The Portuguese government has signalled strong support for the project. Stegra’s Sines investment aligns directly with Portugal’s National Hydrogen Strategy, which targets 2–2.5 GW of electrolyser capacity by 2030 and positions Portugal as a green hydrogen production and export hub for Northern Europe. The H2Med pipeline—currently entering construction phase to connect Iberian hydrogen production to France, Germany, and eventually Northern European markets—would create a physical corridor for Portuguese-produced hydrogen to reach Nordic and Central European industrial consumers. For Stegra, producing steel in Portugal rather than Sweden offers geographic diversification, access to Southern European construction and automotive markets, and proximity to the growing African infrastructure market where steel demand is accelerating rapidly.

The investment would generate substantial employment in the Alentejo Litoral region, which has historically depended on the Sines petrochemical complex and port operations. Stegra’s Boden facility is expected to create approximately 1,500 direct jobs and several thousand indirect positions. A comparable Portuguese facility would represent one of the largest single-site industrial employers in southern Portugal, with high-value positions in process engineering, hydrogen systems, metallurgy, and logistics. The Portuguese metalworkers’ unions and the Sines municipal authority have publicly welcomed the project as a transformative investment for a region that faces structural economic transition as fossil fuel refining declines.

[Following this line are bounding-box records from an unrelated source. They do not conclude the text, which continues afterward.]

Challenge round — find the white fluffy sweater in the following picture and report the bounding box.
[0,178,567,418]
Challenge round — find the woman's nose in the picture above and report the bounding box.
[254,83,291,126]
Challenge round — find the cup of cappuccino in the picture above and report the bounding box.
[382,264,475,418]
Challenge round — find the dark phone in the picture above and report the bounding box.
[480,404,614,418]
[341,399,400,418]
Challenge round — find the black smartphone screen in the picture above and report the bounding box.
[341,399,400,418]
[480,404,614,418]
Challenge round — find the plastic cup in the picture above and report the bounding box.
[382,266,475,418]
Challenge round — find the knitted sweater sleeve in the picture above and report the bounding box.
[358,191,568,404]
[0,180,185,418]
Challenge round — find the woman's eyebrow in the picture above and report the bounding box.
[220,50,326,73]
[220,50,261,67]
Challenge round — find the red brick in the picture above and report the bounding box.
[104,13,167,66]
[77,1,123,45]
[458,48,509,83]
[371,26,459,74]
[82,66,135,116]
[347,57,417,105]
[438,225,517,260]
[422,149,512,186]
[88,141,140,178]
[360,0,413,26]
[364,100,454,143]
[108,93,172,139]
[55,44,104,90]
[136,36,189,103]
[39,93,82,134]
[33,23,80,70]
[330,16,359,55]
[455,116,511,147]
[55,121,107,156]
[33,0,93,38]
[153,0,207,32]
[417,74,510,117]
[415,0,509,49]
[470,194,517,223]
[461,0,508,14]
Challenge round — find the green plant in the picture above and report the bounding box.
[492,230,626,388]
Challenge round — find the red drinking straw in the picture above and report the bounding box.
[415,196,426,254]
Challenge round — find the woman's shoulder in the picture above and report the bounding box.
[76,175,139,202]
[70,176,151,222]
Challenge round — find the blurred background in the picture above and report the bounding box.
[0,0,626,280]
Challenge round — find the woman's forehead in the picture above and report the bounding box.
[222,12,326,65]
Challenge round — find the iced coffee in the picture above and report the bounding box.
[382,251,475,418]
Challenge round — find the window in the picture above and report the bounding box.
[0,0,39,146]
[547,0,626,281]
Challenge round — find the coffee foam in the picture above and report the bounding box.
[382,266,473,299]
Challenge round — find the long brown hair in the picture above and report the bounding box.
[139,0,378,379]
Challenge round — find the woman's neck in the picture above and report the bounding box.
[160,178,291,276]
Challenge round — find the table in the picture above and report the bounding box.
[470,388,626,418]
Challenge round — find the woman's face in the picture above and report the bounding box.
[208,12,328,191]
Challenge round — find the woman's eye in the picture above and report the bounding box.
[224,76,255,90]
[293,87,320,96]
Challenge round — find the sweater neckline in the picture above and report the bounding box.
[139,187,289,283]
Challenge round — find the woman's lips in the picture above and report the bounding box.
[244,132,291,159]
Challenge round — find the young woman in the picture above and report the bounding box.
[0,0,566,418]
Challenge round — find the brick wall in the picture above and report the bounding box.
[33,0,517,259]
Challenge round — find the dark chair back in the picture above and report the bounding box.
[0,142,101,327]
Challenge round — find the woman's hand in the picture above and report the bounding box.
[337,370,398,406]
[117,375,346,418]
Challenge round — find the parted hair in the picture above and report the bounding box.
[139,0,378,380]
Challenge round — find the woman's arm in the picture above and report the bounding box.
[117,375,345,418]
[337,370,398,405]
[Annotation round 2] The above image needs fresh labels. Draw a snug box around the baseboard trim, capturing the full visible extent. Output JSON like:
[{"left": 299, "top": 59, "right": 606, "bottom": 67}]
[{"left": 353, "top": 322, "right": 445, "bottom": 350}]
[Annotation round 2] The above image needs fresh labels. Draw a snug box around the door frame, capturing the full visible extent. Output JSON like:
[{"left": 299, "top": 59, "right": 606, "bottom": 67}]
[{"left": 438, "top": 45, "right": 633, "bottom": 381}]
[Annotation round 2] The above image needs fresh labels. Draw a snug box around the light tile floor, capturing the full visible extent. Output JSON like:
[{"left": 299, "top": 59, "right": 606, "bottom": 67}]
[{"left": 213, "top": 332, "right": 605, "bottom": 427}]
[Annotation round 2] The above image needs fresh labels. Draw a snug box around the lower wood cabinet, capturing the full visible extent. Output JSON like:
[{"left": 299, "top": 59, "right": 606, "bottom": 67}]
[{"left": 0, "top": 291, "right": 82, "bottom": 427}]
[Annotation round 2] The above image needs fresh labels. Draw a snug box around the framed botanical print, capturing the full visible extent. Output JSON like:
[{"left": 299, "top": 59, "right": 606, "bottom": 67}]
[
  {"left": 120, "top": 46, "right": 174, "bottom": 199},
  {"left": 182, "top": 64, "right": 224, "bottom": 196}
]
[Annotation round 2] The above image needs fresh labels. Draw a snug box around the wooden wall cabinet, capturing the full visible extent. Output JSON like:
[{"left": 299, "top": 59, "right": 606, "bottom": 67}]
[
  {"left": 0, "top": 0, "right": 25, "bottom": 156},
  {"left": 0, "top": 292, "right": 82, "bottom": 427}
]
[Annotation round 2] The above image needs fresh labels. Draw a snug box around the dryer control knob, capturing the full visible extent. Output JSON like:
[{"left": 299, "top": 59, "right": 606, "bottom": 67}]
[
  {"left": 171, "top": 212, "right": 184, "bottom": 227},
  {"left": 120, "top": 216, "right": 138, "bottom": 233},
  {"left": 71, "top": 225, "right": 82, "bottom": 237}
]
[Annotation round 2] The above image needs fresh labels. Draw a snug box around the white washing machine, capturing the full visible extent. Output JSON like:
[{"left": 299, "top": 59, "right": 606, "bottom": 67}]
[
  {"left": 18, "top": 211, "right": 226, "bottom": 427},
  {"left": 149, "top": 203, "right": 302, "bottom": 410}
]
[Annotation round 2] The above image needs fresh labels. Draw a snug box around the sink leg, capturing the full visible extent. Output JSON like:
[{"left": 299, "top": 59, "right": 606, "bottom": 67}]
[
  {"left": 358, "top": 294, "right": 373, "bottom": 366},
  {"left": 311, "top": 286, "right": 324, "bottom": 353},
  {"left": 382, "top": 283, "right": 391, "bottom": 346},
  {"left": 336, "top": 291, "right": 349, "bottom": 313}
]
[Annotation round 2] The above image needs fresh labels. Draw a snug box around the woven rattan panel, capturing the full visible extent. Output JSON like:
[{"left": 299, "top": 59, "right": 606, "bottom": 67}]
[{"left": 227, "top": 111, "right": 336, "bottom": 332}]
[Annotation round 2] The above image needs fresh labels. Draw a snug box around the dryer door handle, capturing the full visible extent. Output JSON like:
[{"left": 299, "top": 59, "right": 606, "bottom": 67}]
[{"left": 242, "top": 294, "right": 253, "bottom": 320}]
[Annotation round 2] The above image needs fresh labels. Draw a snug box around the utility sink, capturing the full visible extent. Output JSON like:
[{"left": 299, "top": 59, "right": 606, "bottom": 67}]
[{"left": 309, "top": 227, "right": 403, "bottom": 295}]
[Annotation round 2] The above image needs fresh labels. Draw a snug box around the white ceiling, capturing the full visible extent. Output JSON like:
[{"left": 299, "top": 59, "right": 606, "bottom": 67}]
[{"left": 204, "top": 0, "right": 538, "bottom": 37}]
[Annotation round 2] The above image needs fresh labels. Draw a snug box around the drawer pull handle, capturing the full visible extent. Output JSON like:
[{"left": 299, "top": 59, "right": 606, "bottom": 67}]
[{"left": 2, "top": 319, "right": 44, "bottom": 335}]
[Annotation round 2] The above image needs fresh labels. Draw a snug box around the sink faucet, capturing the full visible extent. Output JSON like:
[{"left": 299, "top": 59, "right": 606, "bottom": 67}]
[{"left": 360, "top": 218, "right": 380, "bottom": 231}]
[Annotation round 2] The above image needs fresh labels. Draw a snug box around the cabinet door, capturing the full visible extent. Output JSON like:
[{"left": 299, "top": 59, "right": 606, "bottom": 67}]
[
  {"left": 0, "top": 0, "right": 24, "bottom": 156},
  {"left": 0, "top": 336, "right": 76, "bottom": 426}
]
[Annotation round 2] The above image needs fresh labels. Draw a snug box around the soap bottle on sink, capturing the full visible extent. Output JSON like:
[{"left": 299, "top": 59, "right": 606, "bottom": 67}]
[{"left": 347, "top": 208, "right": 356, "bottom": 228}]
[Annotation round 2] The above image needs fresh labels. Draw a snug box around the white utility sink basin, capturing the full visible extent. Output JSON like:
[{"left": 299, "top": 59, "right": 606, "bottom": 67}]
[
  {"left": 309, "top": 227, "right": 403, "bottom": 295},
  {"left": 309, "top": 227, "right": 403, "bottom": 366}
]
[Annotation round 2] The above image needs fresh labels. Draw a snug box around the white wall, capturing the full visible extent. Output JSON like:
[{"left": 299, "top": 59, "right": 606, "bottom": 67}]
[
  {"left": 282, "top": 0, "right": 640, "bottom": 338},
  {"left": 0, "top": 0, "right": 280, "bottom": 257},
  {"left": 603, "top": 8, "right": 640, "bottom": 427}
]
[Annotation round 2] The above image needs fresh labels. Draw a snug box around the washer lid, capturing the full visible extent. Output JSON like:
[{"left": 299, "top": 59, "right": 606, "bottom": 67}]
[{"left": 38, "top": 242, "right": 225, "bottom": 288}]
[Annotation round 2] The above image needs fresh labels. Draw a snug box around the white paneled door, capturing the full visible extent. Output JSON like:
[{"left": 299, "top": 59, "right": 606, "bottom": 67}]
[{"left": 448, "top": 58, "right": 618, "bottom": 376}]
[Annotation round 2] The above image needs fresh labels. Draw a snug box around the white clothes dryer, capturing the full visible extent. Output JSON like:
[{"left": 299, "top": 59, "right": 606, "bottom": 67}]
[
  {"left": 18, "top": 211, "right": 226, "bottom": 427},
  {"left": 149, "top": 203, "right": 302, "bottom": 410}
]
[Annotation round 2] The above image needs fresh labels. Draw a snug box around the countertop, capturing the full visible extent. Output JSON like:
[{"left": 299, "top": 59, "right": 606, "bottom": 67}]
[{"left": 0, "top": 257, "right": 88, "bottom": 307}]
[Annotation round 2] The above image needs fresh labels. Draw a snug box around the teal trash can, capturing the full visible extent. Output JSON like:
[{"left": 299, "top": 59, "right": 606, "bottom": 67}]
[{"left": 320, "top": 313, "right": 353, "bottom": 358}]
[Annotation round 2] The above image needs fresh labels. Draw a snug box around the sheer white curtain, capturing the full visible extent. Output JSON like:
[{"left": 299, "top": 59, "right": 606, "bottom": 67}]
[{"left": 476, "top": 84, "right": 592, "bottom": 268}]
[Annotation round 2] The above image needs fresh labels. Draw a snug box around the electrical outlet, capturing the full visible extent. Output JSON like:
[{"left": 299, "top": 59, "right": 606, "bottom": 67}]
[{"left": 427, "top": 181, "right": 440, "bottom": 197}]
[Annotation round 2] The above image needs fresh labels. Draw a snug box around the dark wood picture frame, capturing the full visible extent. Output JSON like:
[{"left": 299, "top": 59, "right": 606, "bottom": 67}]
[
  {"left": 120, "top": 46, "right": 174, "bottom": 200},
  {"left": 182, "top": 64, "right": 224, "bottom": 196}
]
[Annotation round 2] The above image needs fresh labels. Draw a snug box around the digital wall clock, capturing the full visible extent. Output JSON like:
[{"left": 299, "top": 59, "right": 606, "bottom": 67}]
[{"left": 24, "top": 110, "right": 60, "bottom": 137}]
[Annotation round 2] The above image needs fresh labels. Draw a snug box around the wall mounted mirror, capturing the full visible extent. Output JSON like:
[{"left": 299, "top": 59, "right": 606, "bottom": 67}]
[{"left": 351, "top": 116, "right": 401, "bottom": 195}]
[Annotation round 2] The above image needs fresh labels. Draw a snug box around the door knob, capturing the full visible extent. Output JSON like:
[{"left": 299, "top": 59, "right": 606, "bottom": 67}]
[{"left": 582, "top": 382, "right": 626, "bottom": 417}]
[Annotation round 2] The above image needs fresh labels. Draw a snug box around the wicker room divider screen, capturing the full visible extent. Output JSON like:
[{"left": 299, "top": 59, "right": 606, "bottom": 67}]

For the broader Nordic-Iberian corridor, Stegra’s Sines project represents a qualitative shift in the nature of Nordic investment in Portugal. Previous waves of Nordic FDI concentrated in services (Securitas, ISS), retail (IKEA, H&M, JYSK), mining (Boliden), and real estate (Sagax). Stegra’s investment would be the first major Nordic greenfield heavy industry project in Portugal—a signal that the corridor is maturing from commercial market entry into deep industrial integration. The project also demonstrates the strategic logic of combining Nordic capital and green technology with Portuguese renewable energy and industrial infrastructure—a formula that Copenhagen Infrastructure Partners pioneered with its €2.8 billion clean energy investment at Sines and that is now being replicated across sectors.

Stegra has already attracted a marquee investor base that includes Vargas Holding, Cristina Stenbeck’s investment vehicle, alongside institutional investors including pension funds and development finance institutions. The company raised its profile further in 2024 by rebranding from H2 Green Steel to Stegra to reflect its broader ambition beyond steel alone, encompassing hydrogen production, energy storage, and industrial decarbonisation services. The Portuguese project, if it proceeds to financial close, would likely require a comparable funding structure to Boden—combining project finance, EU green transition funding (potentially through the Innovation Fund or InvestEU), and Portuguese government incentives under the country’s Tax Incentive for Scientific Research and Innovation (SIFIDE) and Investment Tax Credit (RFAI) frameworks.

The timeline remains measured. Stegra executives have indicated that the Portuguese facility is several years behind the Boden plant in development terms, with environmental impact assessment, detailed engineering, and financing milestones still ahead. A realistic operational date would fall in the 2030–2032 window, contingent on power grid upgrades, electrolyser procurement, and regulatory approvals. But the strategic commitment is clear: Sines is Stegra’s chosen location for its first plant outside the Nordics, and the Nordic-Iberian energy and industrial corridor now has its most ambitious project yet on the horizon.